To AI or not to AI - that is a question that many marketers are asking themselves today. Not only are they wondering if they should use GenAI tools themselves, but they are also confronting the question "Should we allow another company's AI models to be trained on our content?"

Some have been arguing that traditional search experiences will either be replaced with large-language model (LLM) based information retrieval or it at least merge with it. Others argue that traditional search won't be replaced by LLMs (at least for now).

That said, some of the arguments presented by Algolia, in their blog post Why ChatGPT won’t replace search engines any time soon have already been countered with technologies like retrieval augmented generation).

Ok, let's assume that traditional SEO-supported search will continue to co-exist with LLM experiences like ChatGPT. If customers are using both, marketers will want their message to appear in both. That means ensuring ChatGPT knows something about your company is a good thing!

It's just like a site that doesn't optimize for SEO and ends up ranking very low in search results. If you're not part of the LLM's model then no one using it will know about you, right?

Well, some content owners feel they need to push back, like the NY Times when they sued OpenAI and Microsoft in late 2023 and some authors who sued Meta, Microsoft, and Bloomberg (yes, Bloomberg is working on its own commercial LLM product).

These groups either want to be compensated for the use of their content or entirely prevent the LLMs from accessing it. The NY Times' argues that OpenAI and Microsoft's LLM based services return content that is nearly identical to what the publication hosts on its own website - why would people visit their site and pay for a subscription if they can get the answers from a free version of ChatGPT? Is OpenAI profiting off copyright infringement?

Additionally, the "bots" that scrape websites for content that these LLMs are trained on cost the website owners bandwidth and resources. When Google's search crawler bot visits your site you are assuming you'll be compensated in traffic and therefore revenue (assuming you use a modern DXP like Xperience by Kentico so you can capitalize on that engagement 😉). But this isn't guaranteed with LLM services that might just "give" the answer to users - potentially without attribution - meaning there's no reason for them to come and visit your site or subscribe to your emails.

These are thorny questions and might lead some marketers to question if they allow their content to be used for LLM training or at least limit which AI bot web crawlers can scrape their content.

Cloudflare has recently announced a tool to help website owners block AI bot traffic in their blog post Declare your AIndependence: block AI bots, scrapers and crawlers with a single click.

To help preserve a safe Internet for content creators, we’ve just launched a brand new “easy button” to block all AI bots.

It's interesting to note this feature wasn't only enabled for Cloudflare's enterprise tier customers!

It’s available for all customers, including those on our free tier.

In the feature announcement post, Cloudflare details all the data they've gathered about AI bot traffic across their giant network noting which AI bots make the most number of requests.

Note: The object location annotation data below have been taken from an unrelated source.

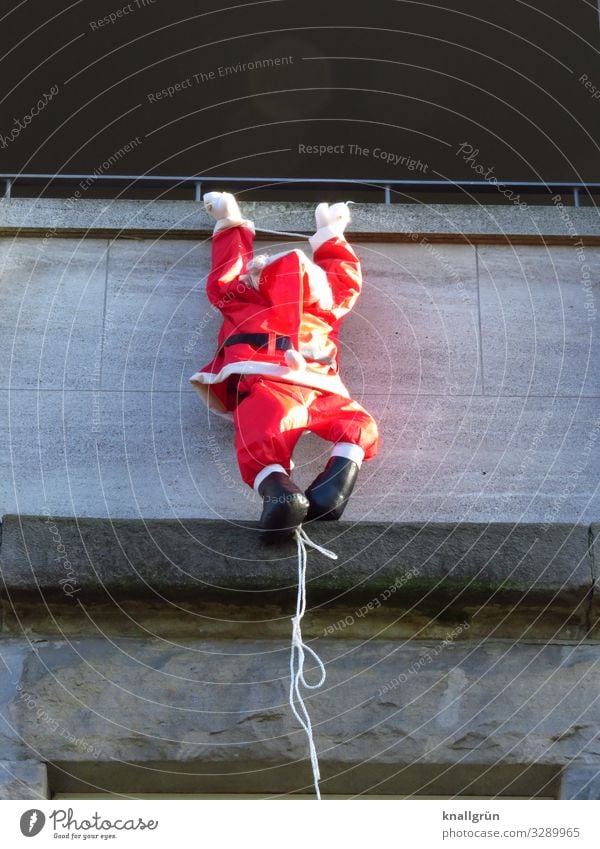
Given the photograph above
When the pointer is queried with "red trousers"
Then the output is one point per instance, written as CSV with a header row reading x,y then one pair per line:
x,y
272,416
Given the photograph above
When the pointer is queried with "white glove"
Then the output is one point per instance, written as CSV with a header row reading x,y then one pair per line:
x,y
337,216
224,208
331,222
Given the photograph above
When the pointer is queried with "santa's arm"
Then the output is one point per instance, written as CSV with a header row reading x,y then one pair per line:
x,y
335,256
232,248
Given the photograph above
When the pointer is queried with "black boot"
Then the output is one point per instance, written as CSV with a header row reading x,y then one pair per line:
x,y
284,507
328,494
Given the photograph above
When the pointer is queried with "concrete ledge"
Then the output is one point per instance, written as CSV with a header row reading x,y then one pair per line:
x,y
226,701
427,565
187,219
23,780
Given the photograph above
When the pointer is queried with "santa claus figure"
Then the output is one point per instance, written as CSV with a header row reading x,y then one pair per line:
x,y
276,368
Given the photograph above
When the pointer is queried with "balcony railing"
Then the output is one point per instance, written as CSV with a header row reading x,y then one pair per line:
x,y
199,184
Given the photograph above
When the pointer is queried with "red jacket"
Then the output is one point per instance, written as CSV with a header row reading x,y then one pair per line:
x,y
303,300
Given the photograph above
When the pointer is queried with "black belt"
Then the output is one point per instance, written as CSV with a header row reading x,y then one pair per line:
x,y
258,340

We looked at common AI crawler user agents and aggregated the number of requests on our platform from these AI user agents over the last year [...] When looking at the number of requests made to Cloudflare sites, we see that Bytespider, Amazonbot, ClaudeBot, and GPTBot are the top four AI crawlers. Operated by ByteDance, the Chinese company that owns TikTok, Bytespider is reportedly used to gather training data for its large language models (LLMs), including those that support its ChatGPT rival, Doubao.

They also note which customers have the most traffic and which customers block the most AI bots.

Moreover, the higher-ranked (more popular) an Internet property is, the more likely it is to be targeted by AI bots, and correspondingly, the more likely it is to block such requests.

This seems to be inline with the lawsuit from the NY Times - sites focused on content (which top sites tend to be) potentially have the most to lose and are taking a careful approach.

Cloudflare also notes that some AI bots are not respecting the robots.txt exclusion protocol and are even pretending to be real browsers, so they plan to continue updating their AI bot blocking capabilities to deal with this.

We fear that some AI companies intent on circumventing rules to access content will persistently adapt to evade bot detection. We will continue to keep watch and add more bot blocks to our AI Scrapers and Crawlers rule and evolve our machine learning models to help keep the Internet a place where content creators can thrive and keep full control over which models their content is used to train or run inference on.

Kentico uses Cloudflare as a web application firewall and content delivery network for Xperience by Kentico solutions running in our SaaS environment. If you are using or are interested in our SaaS service and Cloudflare's AI bot blocking, send us some feedback!

Wrap up

So, where do you stand in all of this? I'm sure, like me, you are using services like ChatGPT and Claude on a regular (if not daily) basis.

Maybe there needs to be some clearer agreement between sites and AI service providers or a better understanding of the payoff for content owners - the benefit for companies like OpenAI is very clear.

Go read the original Cloudflare feature announcement and decide if you are going to opt-out of the AI revolution... at least for your own website.